General Electric Company (GE) has announced that it is halting construction of its Aurora, Colorado thin-film solar manufacturing plant for at least 18 months. The $300 million facility was planned to be the country’s largest solar factory. The decision is bad news for the construction workers attached to the project, but it is not necessarily bad news for GE. On the contrary, GE made the right call in signaling that it doesn’t want to jump the gun on an uncompetitive technology and instead wants to go back to invest in more innovation. The company deserves credit for having the foresight to make that hard but prudent decision.
GE’s need for more innovation comes down to two simpler needs: the company’s solar panels need better performance and lower costs. Thin-film solar panels – a promising technology made possible by years of federal government investment and development – are flexible and can thus be applied to a variety of surfaces. By using a cadmium-telluride compound in lieu of traditional silicon, thin-film panels are also cheaper to make than conventional panels. But while cheap panel for panel, thin-film also have lower solar conversion efficiencies than traditional silicon-based solar panels. So on a cost per watt basis, thin-film is less competitive. Companies like GE assumed that they could make up some of this cost difference by implementing relatively lower cost manufacturing practices and economies of scale. “The only barrier, or so these companies thought,” MIT Technology Review notes, “was scaling up production enough to achieve the right economies of scale.” Unfortunately for thin-film proponents, the price of silicon panels has continuously fallen in recent years – due in no small part to Chinese green mercantilism. So even with economies of scale, thin-film still couldn’t compete with silicon-based solar panels, to say nothing of fossil fuels.
In stopping construction of its Colorado plant, GE has thus come to recognize that simply scaling up production is not a feasible way to make thin-film panels competitive. “You can’t rely on low-cost manufacturing alone,” Danielle Merfeld, head of renewables at GE Power and Water, stated in the aftermath of the announcement. “You also need high-performing panels.” Indeed, what is needed is thin-film panels that are both cheap and energy efficient and only robust technological innovation can accomplish that. Fortunately, GE recognizes this too: “We are banking on the fact that with the technology improvement and our investment in technology today,” Merfeld also noted, “we will put out more competitive products coming out of that factory.”
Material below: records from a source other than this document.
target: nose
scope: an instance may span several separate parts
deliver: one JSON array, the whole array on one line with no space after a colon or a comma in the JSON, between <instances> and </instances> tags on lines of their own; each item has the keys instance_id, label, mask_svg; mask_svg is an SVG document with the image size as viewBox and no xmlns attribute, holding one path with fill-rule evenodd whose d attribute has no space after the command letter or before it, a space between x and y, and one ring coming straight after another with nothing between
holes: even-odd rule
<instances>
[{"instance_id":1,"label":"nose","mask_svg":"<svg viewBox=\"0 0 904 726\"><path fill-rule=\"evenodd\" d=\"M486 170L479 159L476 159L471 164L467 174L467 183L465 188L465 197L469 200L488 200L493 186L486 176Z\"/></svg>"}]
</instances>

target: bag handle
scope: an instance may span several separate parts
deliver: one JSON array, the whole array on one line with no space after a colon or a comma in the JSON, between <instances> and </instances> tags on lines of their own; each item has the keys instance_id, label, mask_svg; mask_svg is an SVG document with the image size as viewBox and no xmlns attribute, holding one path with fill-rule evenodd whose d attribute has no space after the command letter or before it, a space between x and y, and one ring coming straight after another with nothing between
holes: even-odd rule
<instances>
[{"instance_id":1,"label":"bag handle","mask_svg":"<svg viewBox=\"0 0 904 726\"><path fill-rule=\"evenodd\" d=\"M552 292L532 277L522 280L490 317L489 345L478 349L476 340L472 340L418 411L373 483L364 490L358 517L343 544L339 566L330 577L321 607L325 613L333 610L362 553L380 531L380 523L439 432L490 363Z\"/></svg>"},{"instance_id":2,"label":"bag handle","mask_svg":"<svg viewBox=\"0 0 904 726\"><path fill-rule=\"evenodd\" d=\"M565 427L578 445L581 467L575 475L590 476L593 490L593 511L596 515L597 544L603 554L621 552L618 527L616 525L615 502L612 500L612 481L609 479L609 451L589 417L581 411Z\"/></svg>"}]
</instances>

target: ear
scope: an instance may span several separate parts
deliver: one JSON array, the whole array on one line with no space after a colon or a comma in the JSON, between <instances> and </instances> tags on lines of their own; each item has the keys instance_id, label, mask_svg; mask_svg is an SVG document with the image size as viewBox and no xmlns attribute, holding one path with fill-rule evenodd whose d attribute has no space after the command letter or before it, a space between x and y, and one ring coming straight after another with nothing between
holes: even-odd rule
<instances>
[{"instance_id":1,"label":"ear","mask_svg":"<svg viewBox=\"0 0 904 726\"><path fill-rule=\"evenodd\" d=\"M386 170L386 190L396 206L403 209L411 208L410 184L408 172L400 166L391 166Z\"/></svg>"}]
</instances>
Ultimately, the GE decision is a telling indication of how economies of scale and the subsidies driving it are often not enough to make clean energy competitive in the energy market. GE is lucky to be a large enough company that it can afford to return to the lab after seeing the writing on the wall, but smaller companies do not have that luxury. Now more than ever, there is thus a pressing need for 1) government support for clean energy companies as they innovate and seek to bridge the technology development valleys of death, and 2) greater public and private sector recognition of the primacy of innovation in clean tech competitiveness.